Reputation: 307
My data set looks like this:
Date/Time Teams xScore
Saturday, Jan 16th 2021 NA NA
10:30 AM Fulham 0.9125
NA Chelsea 1.1634
NA Draw NA
NA NA NA
1:00 PM Leicester 1.4562
NA Southampton 1.4613
NA Draw NA
NA NA NA
Sunday, Jan 17th 2021 NA NA
6:00 AM Sheffield Utd 0.8965
NA Tottenham 1.6542
NA Draw NA
NA NA NA
I am trying to add a new column that performs a calculation where xScore is not NA. Here is a simple version of what I am trying to do:
for (i in 1:length(mytable$xScore)){
if(is.na(mytable$xScore[i]) != TRUE){
if(is.na(mytable$xScore[i+1]) != TRUE){
mytable$HomeAway[i] <- "Home"
mytable$HomeAway[i+1] <- "Away"
}
}
}
When I run the forloop I get this error: "replacement has 2 rows, data has 49"

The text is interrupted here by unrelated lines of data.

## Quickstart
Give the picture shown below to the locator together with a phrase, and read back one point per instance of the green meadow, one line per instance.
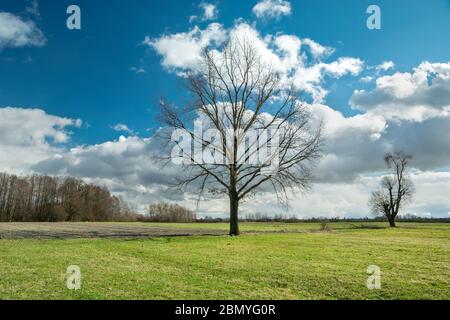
(268, 261)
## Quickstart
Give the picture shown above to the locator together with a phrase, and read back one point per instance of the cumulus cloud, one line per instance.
(127, 166)
(210, 12)
(16, 32)
(269, 9)
(416, 96)
(33, 140)
(385, 66)
(30, 135)
(286, 54)
(120, 127)
(183, 50)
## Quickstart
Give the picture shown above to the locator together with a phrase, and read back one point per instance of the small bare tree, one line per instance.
(396, 190)
(255, 132)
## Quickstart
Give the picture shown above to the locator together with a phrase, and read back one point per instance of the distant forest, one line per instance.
(43, 198)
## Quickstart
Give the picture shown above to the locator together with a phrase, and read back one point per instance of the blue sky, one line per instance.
(383, 90)
(85, 74)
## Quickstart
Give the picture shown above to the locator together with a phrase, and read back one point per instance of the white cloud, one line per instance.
(284, 53)
(120, 127)
(30, 135)
(267, 9)
(210, 12)
(317, 50)
(385, 66)
(16, 32)
(183, 50)
(138, 70)
(34, 141)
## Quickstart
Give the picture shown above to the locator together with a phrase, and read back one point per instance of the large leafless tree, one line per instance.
(262, 137)
(396, 189)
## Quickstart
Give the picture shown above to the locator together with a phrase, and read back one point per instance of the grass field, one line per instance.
(269, 261)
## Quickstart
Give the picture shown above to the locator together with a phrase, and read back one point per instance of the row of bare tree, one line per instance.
(45, 198)
(167, 212)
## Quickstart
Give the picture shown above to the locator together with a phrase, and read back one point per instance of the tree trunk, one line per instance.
(234, 207)
(391, 220)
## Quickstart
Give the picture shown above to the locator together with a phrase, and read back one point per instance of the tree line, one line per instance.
(42, 198)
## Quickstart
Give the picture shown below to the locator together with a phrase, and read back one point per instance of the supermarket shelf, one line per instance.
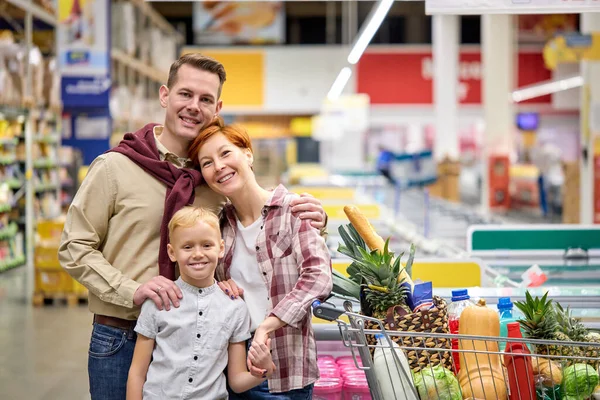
(18, 261)
(43, 163)
(8, 232)
(9, 141)
(137, 65)
(35, 10)
(45, 187)
(8, 160)
(157, 19)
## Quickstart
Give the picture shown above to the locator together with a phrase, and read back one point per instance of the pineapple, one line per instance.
(592, 351)
(377, 273)
(540, 322)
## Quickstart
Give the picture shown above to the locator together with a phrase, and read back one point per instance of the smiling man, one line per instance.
(115, 236)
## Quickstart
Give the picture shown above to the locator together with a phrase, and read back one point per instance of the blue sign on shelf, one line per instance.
(85, 92)
(75, 57)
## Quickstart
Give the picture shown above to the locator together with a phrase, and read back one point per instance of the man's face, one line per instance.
(191, 103)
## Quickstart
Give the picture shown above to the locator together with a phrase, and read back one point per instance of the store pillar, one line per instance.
(498, 82)
(589, 160)
(445, 96)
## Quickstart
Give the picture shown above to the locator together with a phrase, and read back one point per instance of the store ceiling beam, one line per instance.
(140, 67)
(35, 10)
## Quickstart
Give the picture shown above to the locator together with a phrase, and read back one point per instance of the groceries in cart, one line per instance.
(411, 344)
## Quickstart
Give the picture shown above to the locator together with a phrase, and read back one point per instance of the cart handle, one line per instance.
(326, 311)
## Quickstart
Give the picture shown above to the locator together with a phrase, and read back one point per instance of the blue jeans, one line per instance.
(109, 359)
(261, 392)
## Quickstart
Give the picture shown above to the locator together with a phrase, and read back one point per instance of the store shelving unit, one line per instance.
(135, 72)
(30, 155)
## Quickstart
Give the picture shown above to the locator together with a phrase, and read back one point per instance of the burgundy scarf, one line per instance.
(141, 148)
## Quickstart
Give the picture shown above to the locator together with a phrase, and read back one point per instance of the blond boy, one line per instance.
(182, 353)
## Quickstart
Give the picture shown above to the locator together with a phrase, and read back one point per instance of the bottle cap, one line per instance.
(504, 303)
(514, 330)
(458, 295)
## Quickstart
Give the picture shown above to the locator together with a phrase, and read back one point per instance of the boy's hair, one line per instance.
(200, 62)
(189, 216)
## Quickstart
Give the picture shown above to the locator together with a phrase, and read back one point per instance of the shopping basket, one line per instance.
(485, 372)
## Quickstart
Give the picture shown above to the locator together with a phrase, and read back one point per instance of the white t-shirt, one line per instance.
(192, 343)
(246, 273)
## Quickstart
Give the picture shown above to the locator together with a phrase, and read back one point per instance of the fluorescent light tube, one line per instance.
(369, 29)
(545, 88)
(339, 83)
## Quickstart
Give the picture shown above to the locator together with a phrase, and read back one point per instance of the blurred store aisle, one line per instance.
(43, 351)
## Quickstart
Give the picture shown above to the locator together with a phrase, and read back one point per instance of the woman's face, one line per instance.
(224, 166)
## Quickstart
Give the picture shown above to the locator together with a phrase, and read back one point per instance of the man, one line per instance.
(115, 229)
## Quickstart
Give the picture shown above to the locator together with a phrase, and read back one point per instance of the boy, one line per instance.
(182, 353)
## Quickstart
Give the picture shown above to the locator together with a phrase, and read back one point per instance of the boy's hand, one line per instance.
(309, 207)
(260, 357)
(231, 289)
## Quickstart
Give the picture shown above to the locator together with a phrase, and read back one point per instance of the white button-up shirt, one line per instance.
(192, 342)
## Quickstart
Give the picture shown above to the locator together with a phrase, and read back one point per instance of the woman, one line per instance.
(279, 260)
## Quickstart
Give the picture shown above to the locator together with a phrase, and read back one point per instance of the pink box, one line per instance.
(347, 360)
(329, 372)
(325, 358)
(356, 389)
(328, 389)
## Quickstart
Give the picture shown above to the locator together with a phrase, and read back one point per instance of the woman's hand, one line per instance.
(231, 289)
(259, 356)
(308, 207)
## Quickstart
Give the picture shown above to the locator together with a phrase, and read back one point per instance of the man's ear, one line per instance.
(222, 251)
(163, 93)
(171, 252)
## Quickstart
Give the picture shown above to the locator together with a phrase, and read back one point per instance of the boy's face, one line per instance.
(196, 250)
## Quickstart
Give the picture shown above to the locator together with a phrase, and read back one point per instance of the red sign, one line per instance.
(406, 77)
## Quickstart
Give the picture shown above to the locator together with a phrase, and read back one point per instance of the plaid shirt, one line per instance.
(296, 268)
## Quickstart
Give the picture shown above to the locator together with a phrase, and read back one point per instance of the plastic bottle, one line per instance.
(518, 366)
(505, 309)
(395, 381)
(507, 316)
(460, 301)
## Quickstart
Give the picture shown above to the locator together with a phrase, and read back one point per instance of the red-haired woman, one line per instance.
(279, 260)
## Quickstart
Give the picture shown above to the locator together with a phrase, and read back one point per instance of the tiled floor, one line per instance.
(43, 351)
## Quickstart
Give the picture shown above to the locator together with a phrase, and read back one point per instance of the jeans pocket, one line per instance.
(106, 341)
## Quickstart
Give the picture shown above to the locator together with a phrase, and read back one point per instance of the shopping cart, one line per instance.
(486, 373)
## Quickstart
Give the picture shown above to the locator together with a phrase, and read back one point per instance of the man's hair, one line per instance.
(200, 62)
(189, 216)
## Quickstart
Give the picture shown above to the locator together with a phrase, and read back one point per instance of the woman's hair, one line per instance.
(189, 216)
(236, 134)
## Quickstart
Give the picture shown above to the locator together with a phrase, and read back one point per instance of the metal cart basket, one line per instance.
(559, 369)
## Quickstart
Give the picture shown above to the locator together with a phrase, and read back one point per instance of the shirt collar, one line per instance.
(166, 155)
(186, 287)
(276, 200)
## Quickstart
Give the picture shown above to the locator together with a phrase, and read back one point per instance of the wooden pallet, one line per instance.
(70, 299)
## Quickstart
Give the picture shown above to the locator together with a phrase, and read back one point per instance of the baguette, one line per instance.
(371, 238)
(364, 228)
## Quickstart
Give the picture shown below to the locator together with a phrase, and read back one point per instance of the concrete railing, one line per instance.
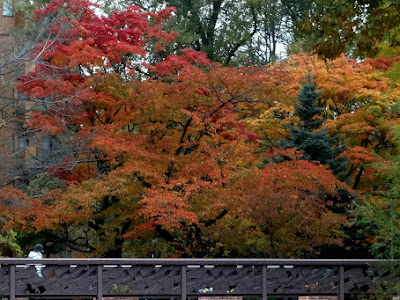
(182, 278)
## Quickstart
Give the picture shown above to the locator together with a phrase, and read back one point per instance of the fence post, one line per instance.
(264, 282)
(183, 282)
(341, 282)
(99, 282)
(12, 282)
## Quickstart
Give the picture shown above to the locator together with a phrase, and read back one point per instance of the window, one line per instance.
(22, 97)
(23, 141)
(8, 8)
(49, 143)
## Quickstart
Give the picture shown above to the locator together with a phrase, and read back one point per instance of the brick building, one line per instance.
(17, 145)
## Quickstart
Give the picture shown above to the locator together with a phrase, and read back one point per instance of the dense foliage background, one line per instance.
(252, 128)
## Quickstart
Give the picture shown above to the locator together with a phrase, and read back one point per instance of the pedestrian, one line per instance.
(36, 253)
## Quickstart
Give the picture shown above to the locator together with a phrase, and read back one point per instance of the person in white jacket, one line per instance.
(36, 253)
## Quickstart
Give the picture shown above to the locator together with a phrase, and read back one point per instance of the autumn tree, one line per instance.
(140, 149)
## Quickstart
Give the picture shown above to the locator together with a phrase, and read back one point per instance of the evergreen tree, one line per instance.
(307, 135)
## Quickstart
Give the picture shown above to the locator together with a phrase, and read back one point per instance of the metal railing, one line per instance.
(182, 278)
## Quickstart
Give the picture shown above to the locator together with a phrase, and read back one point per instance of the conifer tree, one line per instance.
(308, 136)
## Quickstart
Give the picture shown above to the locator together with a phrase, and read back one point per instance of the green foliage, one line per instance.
(307, 136)
(8, 244)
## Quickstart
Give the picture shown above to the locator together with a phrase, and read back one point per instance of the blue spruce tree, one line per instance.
(308, 136)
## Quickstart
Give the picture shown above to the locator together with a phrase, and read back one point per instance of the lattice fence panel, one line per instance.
(300, 280)
(142, 280)
(57, 280)
(224, 280)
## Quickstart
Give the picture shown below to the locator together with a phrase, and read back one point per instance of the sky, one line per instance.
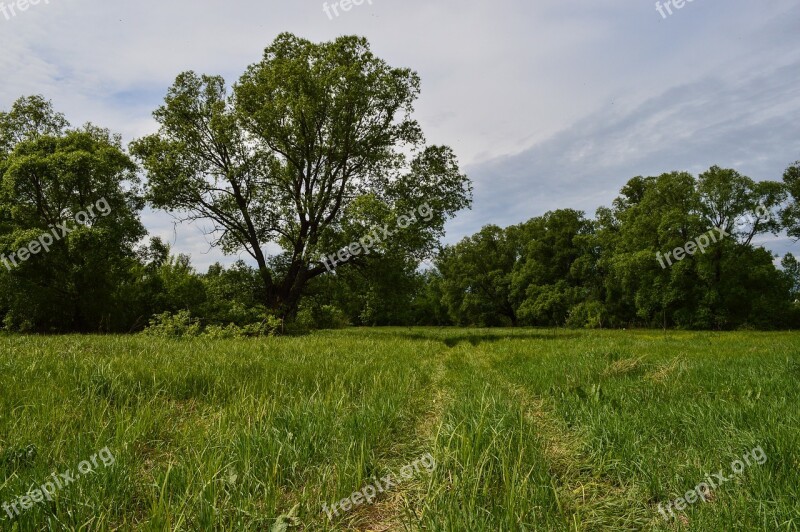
(547, 103)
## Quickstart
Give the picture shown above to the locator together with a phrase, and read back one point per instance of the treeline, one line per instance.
(312, 151)
(559, 269)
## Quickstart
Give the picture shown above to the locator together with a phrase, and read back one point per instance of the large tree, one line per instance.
(314, 146)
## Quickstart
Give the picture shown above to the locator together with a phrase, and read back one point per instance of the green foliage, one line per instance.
(48, 174)
(529, 429)
(310, 149)
(181, 324)
(320, 317)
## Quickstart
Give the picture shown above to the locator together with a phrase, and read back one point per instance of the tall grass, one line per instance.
(530, 430)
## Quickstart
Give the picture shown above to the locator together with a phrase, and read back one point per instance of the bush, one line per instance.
(322, 317)
(168, 325)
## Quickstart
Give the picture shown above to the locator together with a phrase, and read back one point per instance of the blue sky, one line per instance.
(548, 104)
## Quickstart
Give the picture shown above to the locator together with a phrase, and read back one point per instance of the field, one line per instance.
(528, 430)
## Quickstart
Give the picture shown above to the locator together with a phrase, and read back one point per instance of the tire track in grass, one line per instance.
(589, 502)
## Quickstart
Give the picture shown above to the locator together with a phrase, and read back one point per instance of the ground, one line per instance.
(525, 430)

It seems to me the loop is just stopping when the two if criteria are false. I am not sure how to get it to add a column of home and away for each Team. I want it to look like this:
Date/Time Teams xScore HomeAway
Saturday, Jan 16th 2021 NA NA NA
10:30 AM Fulham 0.9125 Home
NA Chelsea 1.1634 Away
NA Draw NA NA
NA NA NA NA
1:00 PM Leicester 1.4562 Home
NA Southampton 1.4613 Away
NA Draw NA NA
NA NA NA NA
Sunday, Jan 17th 2021 NA NA NA
6:00 AM Sheffield Utd 0.8965 Home
NA Tottenham 1.6542 Away
NA Draw NA NA
NA NA NA NA
Upvotes: 1
Views: 350
Reputation: 129
I leave you another solution with dplyr
. No need to use the for loop.
library(tidyr)
library(dplyr)
df <- tribble(
~`Date/Time` , ~Teams , ~xScore,
"Saturday, Jan 16th 2021", NA , NA,
"10:30 AM" , "Fulham" , 0.9125,
NA , "Chelsea" , 1.1634,
NA , "Draw" , NA,
NA , NA , NA,
"1:00 PM" , "Leicester" , 1.4562,
NA , "Southampton" , 1.4613,
NA , "Draw" , NA,
NA , NA , NA,
"Sunday, Jan 17th 2021" , NA , NA,
"6:00 AM" , "Sheffield Utd", 0.8965,
NA , "Tottenham" , 1.6542,
NA , "Draw" , NA,
NA , NA , NA
)
df %>%
mutate(HomeAway = case_when(
is.na(lag(xScore)) & !is.na(xScore) ~ "Home",
!is.na(xScore) & !is.na(lag(xScore)) ~ "Away",
TRUE ~ NA_character_
))
#> # A tibble: 14 x 4
#> `Date/Time` Teams xScore HomeAway
#> <chr> <chr> <dbl> <chr>
#> 1 Saturday, Jan 16th 2021 <NA> NA <NA>
#> 2 10:30 AM Fulham 0.912 Home
#> 3 <NA> Chelsea 1.16 Away
#> 4 <NA> Draw NA <NA>
#> 5 <NA> <NA> NA <NA>
#> 6 1:00 PM Leicester 1.46 Home
#> 7 <NA> Southampton 1.46 Away
#> 8 <NA> Draw NA <NA>
#> 9 <NA> <NA> NA <NA>
#> 10 Sunday, Jan 17th 2021 <NA> NA <NA>
#> 11 6:00 AM Sheffield Utd 0.896 Home
#> 12 <NA> Tottenham 1.65 Away
#> 13 <NA> Draw NA <NA>
#> 14 <NA> <NA> NA <NA>
Upvotes: 1
Reputation: 160437
ind <- !is.na(mytable$xScore)
ind <- which(ind[-length(ind)] & ind[-1])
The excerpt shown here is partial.